Другими словами, мы — те, за которых сражались, которых похитили и спасли, которых взыскали. Это кажется восхитительным, невероятным, слишком прекрасным, чтобы быть правдой. В нас действительно есть что-то желанное, что-то, ради чего Царь всего сущего привел в движение небо и землю, лишь бы получить это. Джордж Герберт так выразил свое удивление этим:
Мой Бог, неужто сердцеТак важно для Тебя,Что Ты, со всем усердьемПути его храня,Над ним обресть стремишьсяБожественную власть,Как будто больше нечемТебе Себя занять?
Царь Давид пишет о том же:
Когда взираю я на небеса Твои, — дело Твоих перстов, на луну и звезды, которые Ты поставил, то что есть человек, что Ты помнишь его, и сын человеческий, что Ты посещаешь его?
Пс. 8:4,5
В Писании есть в запасе широкая палитра метафор, чтобы передать множество граней наших взаимоотношений с Богом. Если вы рассмотрите их в восходящем порядке, то увидите значительную и захватывающую дух прогрессию. Вначале мы — глина, а Он — Гончар. Поднявшись на одну ступень, мы — овцы, а Он — Пастух, и это уже более выгодное положение, но вряд ли лестное: овцы не пользуются репутацией умных и грациозных животных.
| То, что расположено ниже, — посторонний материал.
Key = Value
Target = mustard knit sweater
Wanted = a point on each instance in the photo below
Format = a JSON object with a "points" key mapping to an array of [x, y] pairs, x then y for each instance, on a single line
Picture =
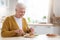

Поднимаясь выше, мы — слуги, а Он — Владыка, Который по крайней мере пускает нас в дом, даже если мы должны перед этим как следует вытереть ноги, следить за своими манерами и не быть слишком болтливыми. Большинство христиан никогда не поднимаются выше этого уровня, но метафорическая лестница предлагает нам еще одну ступень. Господь также назвал нас Своими детьми, а Себя нашим Отцом небесным, а это выводит нас на уровень настоящей близости: любовь — это не то, чем делятся друг с другом сосуд и его создатель, да и овцы вряд ли по-настоящему знают сердце пастуха, хотя и могут наслаждаться плодами его доброты. Даже в лучших отношениях родителя и ребенка чего-то не хватает. Таким отношениям никогда не подняться на уровень дружбы, по крайней мере, пока дети не вырастут и не покинут дома. Дружба выходит на такую высоту, о которой пятилетний малыш и не знает, общаясь со своими мамой и папой. А Он зовет нас «друзьями».